Tuesday, 1 June 2010

"Providers of New Deal to voice concerns"

There's to be a meeting tomorrow, 2 June, between the "minister for work", Chris Grayling, and the body which represents the New Deal providers. That body, the Employment Related Services Association (ERSA) is chaired by Rob Murdoch, who is an executive director of A4e. The Financial Times reports on this today, and says that the providers "have spent millions bidding for the second wave of Labour's Flexible New Deal contracts". It goes on: "Those contracts were put on hold just as they were about to be awarded when the general election was called. But the existing providers also hold contracts under the first wave of Flexible New Deal that run to 2014." Current stop-gap contracts are due to stop taking on new clients next month, and the government wants the Work Programme up and running by April next year. Given that the government wants to roll up all the various existing contracts into one provision and put people on it much earlier, it "implies larger scale contracts", says Murdoch. He points out that if providers are only going to get paid for outcomes, it "has big implications for cashflows". If an organisation has to wait longer for payment, only the biggest companies can afford to bid for the contracts and stump up the money. Murdoch also has a threat for the government. "If they breach contracts, that would be very negative for how the provider market looks at the changes."
This is something which, presumably, the government has thought about. They have suggested in the past that they want to get smaller organisations and the "third sector" involved, but that will only happen if they act as sub-contractors to the big companies.


  1. Slightly edited comment from Mr Benn: "Rob Murdoch: Cash flow, business model, profit margin. Forgive my ignorance, but I don't see why the third-sector needs the likes of A4e to bid on their behalf. Seems like a more costly way of doing it."
    It's not the big companies bidding on behalf of the third sector. The smaller organisations can't afford to bid at all. They "partner" with the big outfits, which means that once the contracts are awarded, they sub-contract with A4e or Serco or the others to deliver specific bits of the contract.

  2. Employment Related Services Association (ERSA) is chaired by Rob Murdoch, who is an executive director of A4e

    isnt that a conflict of interest?

  3. No, I can't see why it should be. It's how all trade associations are run. It's not pretending to be independent.

  4. Interesting. No mentions about the lack of service fee being a problem for the reason of mediocre job outcomes in their industry.

    I thought the Con-servatives wanted the Work Programme in by late 2010 and not April 2011; although I never felt they could implement it so soon (as they hoped), isn't the intention to begin the WfYB pilots for those on FND rather than requiring more time to renamed FND and tweak a few aspects of it?

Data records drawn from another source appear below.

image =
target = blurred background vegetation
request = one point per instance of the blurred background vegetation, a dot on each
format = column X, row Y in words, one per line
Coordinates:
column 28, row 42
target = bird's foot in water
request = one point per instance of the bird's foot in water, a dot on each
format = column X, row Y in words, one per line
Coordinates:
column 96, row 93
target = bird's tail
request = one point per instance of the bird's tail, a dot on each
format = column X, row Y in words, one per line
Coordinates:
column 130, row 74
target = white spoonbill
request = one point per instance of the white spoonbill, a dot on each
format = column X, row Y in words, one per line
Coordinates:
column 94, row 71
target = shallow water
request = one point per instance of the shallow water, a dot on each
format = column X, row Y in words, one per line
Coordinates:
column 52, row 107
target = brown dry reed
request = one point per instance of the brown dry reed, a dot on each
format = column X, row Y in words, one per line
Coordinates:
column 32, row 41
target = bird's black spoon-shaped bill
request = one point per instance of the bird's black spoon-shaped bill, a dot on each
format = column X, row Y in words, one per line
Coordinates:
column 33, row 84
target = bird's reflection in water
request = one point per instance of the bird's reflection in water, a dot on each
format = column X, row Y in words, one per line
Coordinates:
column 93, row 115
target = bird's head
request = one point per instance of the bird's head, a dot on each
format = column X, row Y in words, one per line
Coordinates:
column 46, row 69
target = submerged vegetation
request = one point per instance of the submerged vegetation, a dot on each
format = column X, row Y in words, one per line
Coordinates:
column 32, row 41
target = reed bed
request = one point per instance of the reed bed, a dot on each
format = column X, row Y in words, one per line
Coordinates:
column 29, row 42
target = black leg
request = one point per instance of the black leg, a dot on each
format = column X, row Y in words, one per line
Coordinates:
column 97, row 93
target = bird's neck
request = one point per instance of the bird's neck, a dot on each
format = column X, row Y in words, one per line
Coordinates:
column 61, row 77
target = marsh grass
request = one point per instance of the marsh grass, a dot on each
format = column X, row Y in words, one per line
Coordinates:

  5. I don't know about the WfYB pilots going ahead. I would assume that that they would continue with FND until the contracts could be converted. But that means that existing providers get the new contracts (if they want them) and no new providers get a look in - hardly competitive. They might have to buy out the existing contractors who don't want to go with the Work Programme - expensive.

  6. I can see the whole process taking months, with the threat of legal action on the part of some providers - which could mean it dragging on till next year.